Bedenimizin her bir köşesi bilgi almak ve bu bilgiyi beyne göndermek için tasarlanmıştır. Çocuklarımızın duyularını kullanabilecekleri farklı çevrelerde ne kadar çok vakit geçirmelerini sağlarsak, beyin gelişimlerine de o kadar katkı sağlamış oluruz.

Çocuklarınızı dışarı çıkarın ve tüm duyularını kullanarak keşfetmelerine olanak sağlayın. Dışarıda ne kadar çok kalırlarsa o kadar iyi! Değişik ortamlar bulmaya çalışın: Tarla, dere, plaj veya orman olabilir. Doğanın en güzel yönlerinden biri şu: Hep aynı yere gitseniz bile, o bölge doğal olarak sürekli değiştiği için çocuğunuza sunacak farklı şeylere her zaman sahip oluyor. 

3) Çocuklarınızın doğal ortamlarda gözlerini güçlendirmeleri için fırsat yaratın 

Hareket etmek üzerine düşündüğümde aklıma ilk gelen şey gözlerim olmuyor, ama aslında görmenin hareketle oldukça yakın bir ilişkisi var. Her hareket edişimizde gözlerimiz bize uyum sağlıyor ve yeni bilgiler alıyor. Gözlerimiz ne kadar çok hareket ederse o kadar çok güçleniyor ve beyinle arasındaki ilişki de kuvvetleniyor. Gözlerimizle takip etmek okumanın çok büyük bir parçası, bu nedenle de çocuğumuzun okuma yaşına geldiğinde güçlü göz kaslarına sahip olmasını isteriz.

Kapalı alanda bir şeylere bakmak ile açık havada bir şeylere bakmak arasındaki farkları bir düşünün. Açık havadaki uyarıcıların sayısı neredeyse sonsuz. Yerinde durmayan bulutlar, uçan kuşlar, uçuşan yapraklar, yerde hareket eden minik böcekler… Ayrıca, dört duvar arasında neredeyse hiçbir şey değişmezken, açık havada aynı yere gitseniz bile uyarıcı etkenler hava durumuna, mevsime ve diğer faktörlere bağlı olarak sürekli değişir. Dışarıdayken, güneş ışınları önce doğrudan gözünüze, oradan da beyninize giriş yapar ve sizi anında mutlu eder. Rahat ve iyi bir ruh hali içinde olan bir çocuk, endişeli veya morali bozuk olan bir çocuğa göre öğrenmeye daha hazırdır. Beraber yürüyüş yaparken bebeklerinizin gözleri nasıl gözüküyor, bir düşünün. Siz onu kucağınızda taşırken, onun gözleri ileri-geri attığınız her bir adıma uyum sağlamakla meşguldür. Yani sadece yürürken bile çocuğunuzun gözlerini geliştirmesine ve beynini organize etmesine yardımcı olursunuz. 

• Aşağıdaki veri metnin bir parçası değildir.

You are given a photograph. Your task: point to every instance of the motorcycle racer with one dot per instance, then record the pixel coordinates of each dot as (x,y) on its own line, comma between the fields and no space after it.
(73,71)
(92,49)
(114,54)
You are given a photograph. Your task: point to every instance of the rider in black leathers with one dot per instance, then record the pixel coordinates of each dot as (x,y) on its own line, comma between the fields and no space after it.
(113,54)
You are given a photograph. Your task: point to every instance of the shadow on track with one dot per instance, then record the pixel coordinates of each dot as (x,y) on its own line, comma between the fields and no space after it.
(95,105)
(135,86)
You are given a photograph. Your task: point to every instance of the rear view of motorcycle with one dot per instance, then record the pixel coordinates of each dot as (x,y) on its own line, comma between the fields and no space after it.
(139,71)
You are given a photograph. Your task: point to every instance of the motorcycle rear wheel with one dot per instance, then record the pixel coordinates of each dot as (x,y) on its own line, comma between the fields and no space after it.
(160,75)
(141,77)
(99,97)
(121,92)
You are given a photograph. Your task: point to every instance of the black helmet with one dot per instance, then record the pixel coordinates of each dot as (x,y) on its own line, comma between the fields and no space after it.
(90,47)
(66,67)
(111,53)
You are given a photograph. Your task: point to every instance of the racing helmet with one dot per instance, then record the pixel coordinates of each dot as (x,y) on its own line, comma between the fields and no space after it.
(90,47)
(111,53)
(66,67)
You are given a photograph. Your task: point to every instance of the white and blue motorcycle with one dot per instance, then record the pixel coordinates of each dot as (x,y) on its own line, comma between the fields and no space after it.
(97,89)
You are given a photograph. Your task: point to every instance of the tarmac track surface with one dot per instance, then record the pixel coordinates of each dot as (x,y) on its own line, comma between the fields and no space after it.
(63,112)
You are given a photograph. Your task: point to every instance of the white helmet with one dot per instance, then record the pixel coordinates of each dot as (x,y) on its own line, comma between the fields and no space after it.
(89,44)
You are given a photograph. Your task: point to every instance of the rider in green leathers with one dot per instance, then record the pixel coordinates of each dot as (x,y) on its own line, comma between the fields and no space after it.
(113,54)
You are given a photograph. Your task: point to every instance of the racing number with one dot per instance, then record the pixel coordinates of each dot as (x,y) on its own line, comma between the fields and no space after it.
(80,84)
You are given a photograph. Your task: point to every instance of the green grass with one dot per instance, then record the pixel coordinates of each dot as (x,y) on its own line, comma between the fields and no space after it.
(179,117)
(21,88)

Çocuğunuzun gözlerinin açık havanın geniş fırsatlarından yararlanmasına, çocuğunuzun sıklıkla ve uzun süreler boyunca doğal ortamlarda vakit geçirmesine izin verin. 

Çocuğunuzun dışarıda oyun oynamasına izin vermek harcayacağınız vakte kesinlikle değer! Kendinize bir hedef belirleyin. Bunu programınızda öncelik haline getirin. Zaman içinde akademik başarıya da katkıda bulunacağından emin olabilirsiniz.